Pascal's paradox

[saim_]

http://www.fas.harvard.edu/~scdiroff/lds/NewtonianMechanics/PascalsParadox/PascalsParadox002.gif
the picture is from http://www.fas.harvard.edu/~scdiroff/lds/NewtonianMechanics/PascalsParadox/PascalsParadox.html

The pressure on base of the first container (far left) and that of the second container (middle) is different, right? In the first container the pressure will be the same, as the pressure on the base of the second container, only exactly under the mouth of the container. On points not exactly under the mouth, the pressure on the base will be different in the first container. Is this correct? Otherwise, I cannot comprehend how there is a difference in the measured weights.

[Delta²]

According to the web page the pressure on the base of each container is equal and i think it is right.

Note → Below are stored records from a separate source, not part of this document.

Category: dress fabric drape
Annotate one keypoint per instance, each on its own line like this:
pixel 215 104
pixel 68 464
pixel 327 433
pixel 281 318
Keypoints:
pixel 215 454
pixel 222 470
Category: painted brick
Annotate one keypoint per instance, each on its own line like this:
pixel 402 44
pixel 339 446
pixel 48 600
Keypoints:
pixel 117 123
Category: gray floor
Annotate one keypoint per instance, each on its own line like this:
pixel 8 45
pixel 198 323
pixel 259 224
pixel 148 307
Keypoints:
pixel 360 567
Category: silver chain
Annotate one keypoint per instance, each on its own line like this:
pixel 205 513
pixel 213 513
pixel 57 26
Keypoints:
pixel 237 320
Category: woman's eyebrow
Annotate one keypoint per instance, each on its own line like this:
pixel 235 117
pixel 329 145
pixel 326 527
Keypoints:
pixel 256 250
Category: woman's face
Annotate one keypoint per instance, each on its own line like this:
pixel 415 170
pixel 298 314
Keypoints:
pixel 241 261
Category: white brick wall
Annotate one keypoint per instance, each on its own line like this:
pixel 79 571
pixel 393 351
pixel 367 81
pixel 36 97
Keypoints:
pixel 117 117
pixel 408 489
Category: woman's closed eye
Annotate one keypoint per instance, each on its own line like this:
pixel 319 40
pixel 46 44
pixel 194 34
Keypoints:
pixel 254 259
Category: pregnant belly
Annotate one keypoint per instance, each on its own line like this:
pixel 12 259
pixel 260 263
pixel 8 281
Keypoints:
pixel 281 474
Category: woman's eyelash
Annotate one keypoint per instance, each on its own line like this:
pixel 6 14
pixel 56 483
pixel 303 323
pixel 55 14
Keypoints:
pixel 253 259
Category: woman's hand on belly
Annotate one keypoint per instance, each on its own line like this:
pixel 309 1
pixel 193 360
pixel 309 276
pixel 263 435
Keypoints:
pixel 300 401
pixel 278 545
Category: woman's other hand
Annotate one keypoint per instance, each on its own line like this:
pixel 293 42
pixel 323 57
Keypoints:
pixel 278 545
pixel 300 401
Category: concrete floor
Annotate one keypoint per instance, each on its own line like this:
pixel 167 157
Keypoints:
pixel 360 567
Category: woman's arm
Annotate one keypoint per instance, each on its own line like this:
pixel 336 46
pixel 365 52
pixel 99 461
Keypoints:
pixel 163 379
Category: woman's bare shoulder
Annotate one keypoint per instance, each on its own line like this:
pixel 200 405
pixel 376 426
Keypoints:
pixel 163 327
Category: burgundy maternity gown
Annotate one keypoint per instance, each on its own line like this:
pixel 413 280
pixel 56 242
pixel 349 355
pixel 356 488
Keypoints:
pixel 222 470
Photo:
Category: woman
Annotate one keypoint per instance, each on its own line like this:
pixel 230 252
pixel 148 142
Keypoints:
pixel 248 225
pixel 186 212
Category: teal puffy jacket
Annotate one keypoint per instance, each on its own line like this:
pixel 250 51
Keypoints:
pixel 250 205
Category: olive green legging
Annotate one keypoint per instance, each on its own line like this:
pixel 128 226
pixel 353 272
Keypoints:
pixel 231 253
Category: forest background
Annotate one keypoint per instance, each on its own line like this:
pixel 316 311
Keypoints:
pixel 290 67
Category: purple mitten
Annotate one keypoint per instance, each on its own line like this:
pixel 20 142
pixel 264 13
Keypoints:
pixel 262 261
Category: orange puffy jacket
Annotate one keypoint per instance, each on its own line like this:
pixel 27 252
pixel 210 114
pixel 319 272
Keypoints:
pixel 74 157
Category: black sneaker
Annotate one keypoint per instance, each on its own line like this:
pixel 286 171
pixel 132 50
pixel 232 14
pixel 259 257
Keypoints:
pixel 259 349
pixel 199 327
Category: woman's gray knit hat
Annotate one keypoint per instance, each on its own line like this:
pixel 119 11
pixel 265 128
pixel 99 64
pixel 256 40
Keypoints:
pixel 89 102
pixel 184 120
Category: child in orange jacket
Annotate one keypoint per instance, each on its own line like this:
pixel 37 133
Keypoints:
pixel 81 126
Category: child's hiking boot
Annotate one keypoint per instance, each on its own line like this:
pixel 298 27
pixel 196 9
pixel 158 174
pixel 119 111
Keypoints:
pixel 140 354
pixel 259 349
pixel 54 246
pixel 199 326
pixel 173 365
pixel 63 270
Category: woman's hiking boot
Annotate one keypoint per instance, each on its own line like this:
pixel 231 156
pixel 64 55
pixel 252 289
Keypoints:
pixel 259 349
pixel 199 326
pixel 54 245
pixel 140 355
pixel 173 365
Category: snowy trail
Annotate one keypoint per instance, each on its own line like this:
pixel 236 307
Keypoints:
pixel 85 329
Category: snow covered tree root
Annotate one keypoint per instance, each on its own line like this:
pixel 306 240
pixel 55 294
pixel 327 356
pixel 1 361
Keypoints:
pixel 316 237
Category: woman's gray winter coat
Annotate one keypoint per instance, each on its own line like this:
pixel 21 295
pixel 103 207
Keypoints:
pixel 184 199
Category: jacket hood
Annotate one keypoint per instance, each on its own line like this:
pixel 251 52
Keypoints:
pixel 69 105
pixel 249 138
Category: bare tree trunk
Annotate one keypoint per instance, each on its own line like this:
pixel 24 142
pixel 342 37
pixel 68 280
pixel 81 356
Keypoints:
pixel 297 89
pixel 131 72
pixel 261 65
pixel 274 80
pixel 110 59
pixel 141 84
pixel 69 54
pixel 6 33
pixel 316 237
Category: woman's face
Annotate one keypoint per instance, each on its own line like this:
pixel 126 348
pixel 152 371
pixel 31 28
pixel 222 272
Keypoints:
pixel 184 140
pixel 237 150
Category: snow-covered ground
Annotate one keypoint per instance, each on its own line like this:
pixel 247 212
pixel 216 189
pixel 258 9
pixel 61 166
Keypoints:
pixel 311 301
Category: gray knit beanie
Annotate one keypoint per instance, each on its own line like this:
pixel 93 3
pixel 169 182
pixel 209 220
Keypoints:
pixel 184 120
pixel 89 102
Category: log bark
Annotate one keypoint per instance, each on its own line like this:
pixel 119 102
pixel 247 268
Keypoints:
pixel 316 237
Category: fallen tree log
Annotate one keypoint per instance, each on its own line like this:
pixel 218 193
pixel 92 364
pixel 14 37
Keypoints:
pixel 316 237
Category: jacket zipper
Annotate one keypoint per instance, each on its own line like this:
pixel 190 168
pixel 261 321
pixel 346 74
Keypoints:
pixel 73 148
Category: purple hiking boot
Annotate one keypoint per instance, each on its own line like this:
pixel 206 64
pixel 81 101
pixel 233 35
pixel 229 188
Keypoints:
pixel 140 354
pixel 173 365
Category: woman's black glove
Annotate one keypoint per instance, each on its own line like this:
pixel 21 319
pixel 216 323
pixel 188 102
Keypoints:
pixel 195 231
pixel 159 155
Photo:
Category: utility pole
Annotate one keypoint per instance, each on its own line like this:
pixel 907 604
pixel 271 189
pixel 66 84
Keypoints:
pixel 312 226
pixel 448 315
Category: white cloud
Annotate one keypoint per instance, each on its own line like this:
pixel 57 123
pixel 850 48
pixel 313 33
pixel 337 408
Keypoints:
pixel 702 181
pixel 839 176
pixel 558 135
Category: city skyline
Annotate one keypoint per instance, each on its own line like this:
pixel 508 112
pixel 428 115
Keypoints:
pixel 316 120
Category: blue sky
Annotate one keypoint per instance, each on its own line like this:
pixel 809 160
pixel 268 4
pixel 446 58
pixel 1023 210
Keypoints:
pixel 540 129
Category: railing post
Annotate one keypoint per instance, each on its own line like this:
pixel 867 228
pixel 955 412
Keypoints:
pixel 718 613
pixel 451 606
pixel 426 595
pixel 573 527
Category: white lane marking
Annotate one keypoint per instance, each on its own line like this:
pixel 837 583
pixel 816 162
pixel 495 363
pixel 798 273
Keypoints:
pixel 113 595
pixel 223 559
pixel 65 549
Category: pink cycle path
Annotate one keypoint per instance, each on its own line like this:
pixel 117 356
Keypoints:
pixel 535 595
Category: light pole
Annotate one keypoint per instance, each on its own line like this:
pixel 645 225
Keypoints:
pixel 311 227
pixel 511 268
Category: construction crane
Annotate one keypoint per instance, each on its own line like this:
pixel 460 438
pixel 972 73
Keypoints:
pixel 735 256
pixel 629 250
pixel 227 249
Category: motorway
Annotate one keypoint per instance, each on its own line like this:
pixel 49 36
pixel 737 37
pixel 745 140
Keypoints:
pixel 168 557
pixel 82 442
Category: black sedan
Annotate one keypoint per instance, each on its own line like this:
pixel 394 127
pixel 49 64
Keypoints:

The scales measures the force N that each container applies to the scale. Since the containers and the scales do not move at all this means that N=weight of container (conclude that from Newtwon laws of motion).

This force N is equal to force F that the water applies to the bottom of the container (and which is equal to F=pressure x bottom area ) only in the case of middle container. (because the A component -see below- is zero)

In left container N=F-2A1 where A1 is the vertical component of the force that the water applies to each side.

In right container N=F+2A2.

[saim_]

Hey, thanks alot! I think you are right. There will be a net force on the sides of the first container which is away from the containers and perpendicular to the surface of that side. Thus it will have a net upward component. Similarly in the third case, due to the way sides are tilted, the force on the sides will have a downward component. No vertical component for the second case. Thanks again.